As you can read in the Minilab project, I really struggled with PCIe passthrough on Xen, and even a bit once I moved to Proxmox, but it ended up working out, and I found myself with a brand new Ubuntu VM with two working Coral AI accelerators for use. I still gave it 4 vcpu cores and 4G of RAM, which is hopefully enough for the full camera system. I setup Docker according to the Docker install guide for Ubuntu, and was off to the races.

Setting up Frigate

At this point, I have the 5 Dahua cameras I setup for the ZoneMinder System, the OctoPrint raspberry pi and it’s USB webcam, and the wide angle PoE camera watching the 3D printer. I setup my Ubuntu VM to load the Frigate directory off a dedicated zfs dataset from the file server, and that includes storage of recordings, clips, and the config.yml file. I relocated the database file off the remote zfs dataset onto the VM’s 30GB OS drive due to file locking issues with Samba shares. I wrote up a config file I was happy with, assuming the Coral AI was all powerful (and I had two of them), using the 5 Dahua cameras and the wide angle PoE camera. I quickly learned a lot:

  • Frigate does not let you create a camera without a detect behavior, at all. It really wants to try object detection, and I don’t want to do that for my 3D printer cameras.
  • I expected a bit too much from the little Coral AI chip, even with two of them. Trying to run 4 cameras at 1440p, 15fps analysis and one at 1080p (the 4K camera which supports higher resolution sub-streams), it was not happy.
  • ffmpeg decoding of so many high resolution streams at high framerate is quite CPU intensive without the ability to offload it to a GPU, and I don’t feel comfortable giving up my only way to access the Proxmox console physically to pass-through the iGPU.

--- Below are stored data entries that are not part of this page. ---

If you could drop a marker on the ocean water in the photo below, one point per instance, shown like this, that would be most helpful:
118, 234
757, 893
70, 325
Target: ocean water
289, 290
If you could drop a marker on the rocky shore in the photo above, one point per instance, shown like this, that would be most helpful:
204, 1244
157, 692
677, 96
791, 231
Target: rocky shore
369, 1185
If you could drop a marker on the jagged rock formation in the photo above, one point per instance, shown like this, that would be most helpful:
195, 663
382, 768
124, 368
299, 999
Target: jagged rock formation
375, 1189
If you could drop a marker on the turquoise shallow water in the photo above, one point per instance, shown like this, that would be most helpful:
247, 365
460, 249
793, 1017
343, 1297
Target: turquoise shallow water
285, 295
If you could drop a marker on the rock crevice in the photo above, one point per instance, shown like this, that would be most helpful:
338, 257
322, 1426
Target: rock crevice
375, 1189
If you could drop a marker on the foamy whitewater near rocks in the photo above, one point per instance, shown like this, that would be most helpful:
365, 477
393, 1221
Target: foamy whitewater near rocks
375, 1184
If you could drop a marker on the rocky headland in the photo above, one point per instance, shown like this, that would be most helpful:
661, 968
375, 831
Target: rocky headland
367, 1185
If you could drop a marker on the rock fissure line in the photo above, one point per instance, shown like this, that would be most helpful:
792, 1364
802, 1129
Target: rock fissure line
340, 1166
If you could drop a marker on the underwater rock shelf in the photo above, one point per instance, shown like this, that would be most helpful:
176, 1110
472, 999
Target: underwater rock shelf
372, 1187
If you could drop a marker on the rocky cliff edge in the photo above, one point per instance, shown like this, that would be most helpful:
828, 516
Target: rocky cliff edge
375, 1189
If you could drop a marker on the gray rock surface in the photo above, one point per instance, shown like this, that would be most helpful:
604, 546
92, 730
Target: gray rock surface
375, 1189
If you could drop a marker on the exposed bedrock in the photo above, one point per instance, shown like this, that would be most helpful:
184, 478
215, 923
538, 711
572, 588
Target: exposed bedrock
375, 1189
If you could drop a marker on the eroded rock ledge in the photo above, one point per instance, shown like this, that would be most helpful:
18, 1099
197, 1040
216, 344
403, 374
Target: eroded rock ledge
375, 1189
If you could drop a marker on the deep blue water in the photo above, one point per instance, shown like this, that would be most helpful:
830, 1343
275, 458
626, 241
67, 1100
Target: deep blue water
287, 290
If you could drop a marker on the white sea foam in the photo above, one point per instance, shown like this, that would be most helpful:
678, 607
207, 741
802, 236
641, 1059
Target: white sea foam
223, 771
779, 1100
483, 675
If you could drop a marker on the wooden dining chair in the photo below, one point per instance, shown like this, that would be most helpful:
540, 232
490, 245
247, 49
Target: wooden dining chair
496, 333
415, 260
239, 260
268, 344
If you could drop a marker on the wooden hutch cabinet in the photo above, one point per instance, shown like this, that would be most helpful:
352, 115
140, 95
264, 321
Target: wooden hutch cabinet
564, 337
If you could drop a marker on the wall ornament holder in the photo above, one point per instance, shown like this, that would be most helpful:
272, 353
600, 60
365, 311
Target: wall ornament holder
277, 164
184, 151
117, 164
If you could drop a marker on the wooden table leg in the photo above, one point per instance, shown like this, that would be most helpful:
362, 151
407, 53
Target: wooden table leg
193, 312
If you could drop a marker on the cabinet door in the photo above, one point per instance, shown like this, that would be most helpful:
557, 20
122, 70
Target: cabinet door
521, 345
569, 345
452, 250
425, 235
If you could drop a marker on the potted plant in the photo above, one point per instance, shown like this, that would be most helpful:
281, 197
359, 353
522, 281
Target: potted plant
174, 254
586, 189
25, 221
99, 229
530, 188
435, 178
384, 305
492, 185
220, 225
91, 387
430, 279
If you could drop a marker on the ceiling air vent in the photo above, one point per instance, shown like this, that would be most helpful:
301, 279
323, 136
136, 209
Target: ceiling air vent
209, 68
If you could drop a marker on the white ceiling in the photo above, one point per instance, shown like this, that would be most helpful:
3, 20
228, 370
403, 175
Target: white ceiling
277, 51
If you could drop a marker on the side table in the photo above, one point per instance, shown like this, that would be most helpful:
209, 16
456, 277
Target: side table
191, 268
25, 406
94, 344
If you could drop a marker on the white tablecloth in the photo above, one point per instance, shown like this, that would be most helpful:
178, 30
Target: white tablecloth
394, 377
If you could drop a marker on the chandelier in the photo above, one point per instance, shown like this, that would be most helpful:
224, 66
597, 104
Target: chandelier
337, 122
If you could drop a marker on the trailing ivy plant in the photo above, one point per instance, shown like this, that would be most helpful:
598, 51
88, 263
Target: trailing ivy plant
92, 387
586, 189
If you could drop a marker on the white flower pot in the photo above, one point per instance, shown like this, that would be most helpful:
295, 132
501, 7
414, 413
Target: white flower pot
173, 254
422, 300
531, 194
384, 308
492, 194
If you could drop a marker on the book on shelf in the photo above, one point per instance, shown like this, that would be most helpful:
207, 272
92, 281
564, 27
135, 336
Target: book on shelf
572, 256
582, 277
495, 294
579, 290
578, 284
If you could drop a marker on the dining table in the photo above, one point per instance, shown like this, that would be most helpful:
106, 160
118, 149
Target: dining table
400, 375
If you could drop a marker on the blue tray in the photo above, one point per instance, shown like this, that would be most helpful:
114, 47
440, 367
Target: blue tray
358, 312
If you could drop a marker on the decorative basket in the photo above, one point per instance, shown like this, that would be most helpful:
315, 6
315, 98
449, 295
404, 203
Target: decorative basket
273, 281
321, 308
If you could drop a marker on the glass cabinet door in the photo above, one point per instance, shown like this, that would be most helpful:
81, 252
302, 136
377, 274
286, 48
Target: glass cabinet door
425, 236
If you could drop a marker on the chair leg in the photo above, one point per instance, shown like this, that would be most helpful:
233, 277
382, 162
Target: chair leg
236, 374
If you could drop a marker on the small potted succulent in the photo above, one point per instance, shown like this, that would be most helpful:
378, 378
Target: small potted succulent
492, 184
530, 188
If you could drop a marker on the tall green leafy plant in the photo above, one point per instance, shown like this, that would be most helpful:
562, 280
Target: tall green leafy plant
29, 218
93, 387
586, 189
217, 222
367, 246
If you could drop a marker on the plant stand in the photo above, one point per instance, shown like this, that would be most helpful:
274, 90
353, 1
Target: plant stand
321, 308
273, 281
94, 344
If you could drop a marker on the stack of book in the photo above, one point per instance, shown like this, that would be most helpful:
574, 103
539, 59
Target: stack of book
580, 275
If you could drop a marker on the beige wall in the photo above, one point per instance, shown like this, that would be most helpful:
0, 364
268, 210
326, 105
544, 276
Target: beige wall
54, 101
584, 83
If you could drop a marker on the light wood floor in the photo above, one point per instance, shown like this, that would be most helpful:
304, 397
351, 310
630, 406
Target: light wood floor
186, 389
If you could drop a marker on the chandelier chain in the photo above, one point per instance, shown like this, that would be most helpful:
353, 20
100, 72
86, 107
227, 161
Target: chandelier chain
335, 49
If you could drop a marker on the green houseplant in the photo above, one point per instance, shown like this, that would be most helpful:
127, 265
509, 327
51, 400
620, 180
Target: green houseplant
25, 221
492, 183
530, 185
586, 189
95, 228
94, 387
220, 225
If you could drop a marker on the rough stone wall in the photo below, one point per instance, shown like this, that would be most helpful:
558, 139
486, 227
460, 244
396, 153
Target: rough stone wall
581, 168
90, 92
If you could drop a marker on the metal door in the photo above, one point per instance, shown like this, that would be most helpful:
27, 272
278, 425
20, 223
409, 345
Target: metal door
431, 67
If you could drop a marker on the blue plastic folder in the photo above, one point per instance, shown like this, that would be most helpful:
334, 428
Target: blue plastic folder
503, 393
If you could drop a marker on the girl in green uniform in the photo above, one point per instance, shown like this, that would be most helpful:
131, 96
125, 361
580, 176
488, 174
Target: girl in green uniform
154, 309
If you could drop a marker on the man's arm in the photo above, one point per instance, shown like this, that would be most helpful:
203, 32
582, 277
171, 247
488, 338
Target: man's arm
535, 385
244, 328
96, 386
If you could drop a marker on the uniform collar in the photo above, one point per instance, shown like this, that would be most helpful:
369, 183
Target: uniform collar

After struggling for a bit, having learned a lot, I decided on a much more reasonable configuration:

  • The two door cameras will run analysis at 5fps on the 1440p main stream. Only the main stream is used for these cameras. They have person and cat detection enabled.
  • The two wide field 1440p cameras will run analysis at 5fps on the D1 sub stream, using the D1 stream only for detection and the main stream for everything else. These cameras have car and person detection enabled
  • The 4K varifocal camera will run analysis at 5fps on a 720p sub stream, using the 4K stream for recording and clips and the 720p stream for real-time viewing and detection. This camera has car, person, and cat detection enabled, although I don’t think the resolution is high enough to pick out cats, I want to give it a try.
  • The 3D printer cameras were added to Home Assistant directly, and skip Frigate entirely. HA manages the (re)streaming of these cameras to the HA app and web UI.

Cat Detection

As promised, I really wanted to track my cat. Frigate delivered. Here are some gems for you guys to enjoy:

Front Door Back Door
Cat Cat
Staring into your soul Off on an adventure
Cat Cat
A skilled jumper Supervising the humans
Cat Cat
Leaving for fun Relaxing in the shade

Lovelace View

I added a tab to my HA Lovelace security page specifically for watching the cat Lovelace CatCam page

Cat Cam tab

Final Thoughts

Frigate is an excellent NVR and has earned its place in my network. Once I am satisfied with the recording and clip searching, I will deprecate ZoneMinder and switch to using Frigate exclusively for security cameras. I’m already impressed with how reliably Frigate rejects things like bugs, spiders, and swaying tree shadows, and feel like I can trust the filtered events more than ZoneMinder. I already have plans to automate exterior lighting based on person detection, so we don’t have to ’leave the light on’ for people coming home late, and Frigate should reduce false positives in this regard. More to come on this subject for sure.